Joke Collection Website - Joke collection - The homophonic joke story hurts your stomach and is very short.
The homophonic joke story hurts your stomach and is very short.
Lead: My friend's surname is Yin, and he is very happy with his son. He hasn't asked my advice yet. I said, I hope your children will be strict with themselves on the road of life. How's it going? He said it was a good name. More joke stories are in the joke network of fresh graduates.
I will save a dog from being bullied.
At school, there was a buddy who was very strong and straightforward. Once, a female classmate was bullied by several gangsters at the school gate. He went up several times and knocked down all the gangsters. The female classmate said thank you to him with a adoring face, and the goods said faintly. It's okay. I'll save a dog if it's bullied. ? Then, it's over
slogan
Military training, everyone knows that every company will have a slogan, usually? Strive for a company and always strive for the first place? An elite company, go forward bravely? What, once, we heard the slogan of 19 company: 1999, I 19 years old. Say it again, I'm nineteen! ? So, we were all shocked on the playground.
Many people around me have begun to publicize their plans.

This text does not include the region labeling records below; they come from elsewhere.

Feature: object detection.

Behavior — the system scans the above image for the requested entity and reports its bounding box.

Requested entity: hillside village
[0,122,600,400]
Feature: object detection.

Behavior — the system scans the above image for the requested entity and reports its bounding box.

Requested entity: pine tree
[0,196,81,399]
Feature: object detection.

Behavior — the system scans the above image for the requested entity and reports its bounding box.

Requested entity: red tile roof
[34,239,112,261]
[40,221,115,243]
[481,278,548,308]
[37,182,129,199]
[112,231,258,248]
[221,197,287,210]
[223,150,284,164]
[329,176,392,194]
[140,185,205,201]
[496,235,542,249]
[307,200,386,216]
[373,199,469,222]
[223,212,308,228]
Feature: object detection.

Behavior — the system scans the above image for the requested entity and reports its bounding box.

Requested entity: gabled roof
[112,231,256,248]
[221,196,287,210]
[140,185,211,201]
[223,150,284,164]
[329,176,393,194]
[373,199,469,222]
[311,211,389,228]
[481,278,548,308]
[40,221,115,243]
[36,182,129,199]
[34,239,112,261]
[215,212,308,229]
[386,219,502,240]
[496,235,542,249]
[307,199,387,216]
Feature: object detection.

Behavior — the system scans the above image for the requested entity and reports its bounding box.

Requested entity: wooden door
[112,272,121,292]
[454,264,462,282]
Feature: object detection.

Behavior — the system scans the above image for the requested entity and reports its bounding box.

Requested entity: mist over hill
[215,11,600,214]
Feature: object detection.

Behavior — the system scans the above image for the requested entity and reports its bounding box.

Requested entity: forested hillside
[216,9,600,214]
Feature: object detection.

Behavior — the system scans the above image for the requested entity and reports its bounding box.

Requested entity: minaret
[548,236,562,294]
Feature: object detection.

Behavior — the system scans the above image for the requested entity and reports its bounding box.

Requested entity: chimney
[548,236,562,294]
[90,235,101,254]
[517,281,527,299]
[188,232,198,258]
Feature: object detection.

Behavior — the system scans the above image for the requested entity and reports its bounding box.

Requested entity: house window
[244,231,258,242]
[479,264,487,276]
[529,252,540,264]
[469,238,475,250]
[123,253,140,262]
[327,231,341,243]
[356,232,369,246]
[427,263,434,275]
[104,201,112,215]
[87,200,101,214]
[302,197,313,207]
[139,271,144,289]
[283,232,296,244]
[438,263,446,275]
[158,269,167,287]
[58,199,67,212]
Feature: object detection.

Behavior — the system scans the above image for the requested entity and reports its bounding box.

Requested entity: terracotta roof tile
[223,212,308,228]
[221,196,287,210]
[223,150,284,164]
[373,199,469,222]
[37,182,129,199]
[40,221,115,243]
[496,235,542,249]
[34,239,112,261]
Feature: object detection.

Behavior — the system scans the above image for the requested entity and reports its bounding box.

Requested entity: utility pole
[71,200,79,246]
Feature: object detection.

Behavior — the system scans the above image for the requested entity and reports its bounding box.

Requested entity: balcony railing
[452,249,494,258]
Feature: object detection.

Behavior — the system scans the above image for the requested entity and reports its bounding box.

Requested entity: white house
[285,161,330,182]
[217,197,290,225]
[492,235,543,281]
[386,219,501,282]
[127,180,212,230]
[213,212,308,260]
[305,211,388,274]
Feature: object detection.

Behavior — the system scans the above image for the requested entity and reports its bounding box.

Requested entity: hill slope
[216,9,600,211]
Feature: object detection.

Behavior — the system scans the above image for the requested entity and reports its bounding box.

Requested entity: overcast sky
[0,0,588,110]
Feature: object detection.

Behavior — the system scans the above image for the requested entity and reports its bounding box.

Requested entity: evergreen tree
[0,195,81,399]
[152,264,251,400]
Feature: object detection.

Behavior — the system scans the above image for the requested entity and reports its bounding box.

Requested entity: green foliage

New Year's Day is coming, and many people around us have begun to make confession plans. I'd like to, but I'm afraid I can't even be a roommate after I confess.
What a high-end cheating method.
Ah (a) ah, this is forced to ask (b). I grass (c). You old man. At the moment when the bell rang, a classmate who studied very well in our examination room shouted: this forced question, this forced question, this forced question, this forced question, this forced question, this forced question. . I only saw that everyone silently wrote on the answer sheet: BBACD, CCDBA, DCBAC.
A classmate in the class was accepted by the teacher for playing mobile phone.
A classmate in the class was accepted by the teacher for playing mobile phone, so the classmate went to ask the teacher for it. The teacher said: You convince yourself first, then I'll give it to you. ? The classmate blushed and answered:? You can sleep well, but how can I sleep well myself? ?
Freshman military training
Freshman military training, instructor lectures: According to past experience, many students do not have a correct understanding of military training, and regard military training as an opportunity to find love. In order to avoid this, I declare that when two boys train together, one girl must be present!
My friend's surname is Yin.
My friend's surname is Yin. He gave birth to a child three days ago, but he hasn't named it yet. Yesterday, he asked my opinion. I said, I hope your children will be strict with themselves on the road of life. How's it going? He said it was a good name, quite good. See me today, I'm blue in the face!
I will kill him.
The history teacher in junior high school is very cruel, and she has partnered with others to open an Internet cafe. Because he is the second generation of officials, the school leaders have to turn a blind eye. Knowing that the Internet cafe is run by a history teacher, we dare not go. It is estimated that business is not very good. One day, he suddenly lost his temper in the classroom: If I fucking find out who dares to surf the Internet in other Internet cafes, I will kill him! ! ?
True love performance
My roommate curled up on the sofa because of physical pain. When she handed the hot water, she trembled and asked if there was anything wrong. Her eyes were dark and cold, and she squeezed a word through her teeth: Po Hou, give up! I won't lend you the banana fan.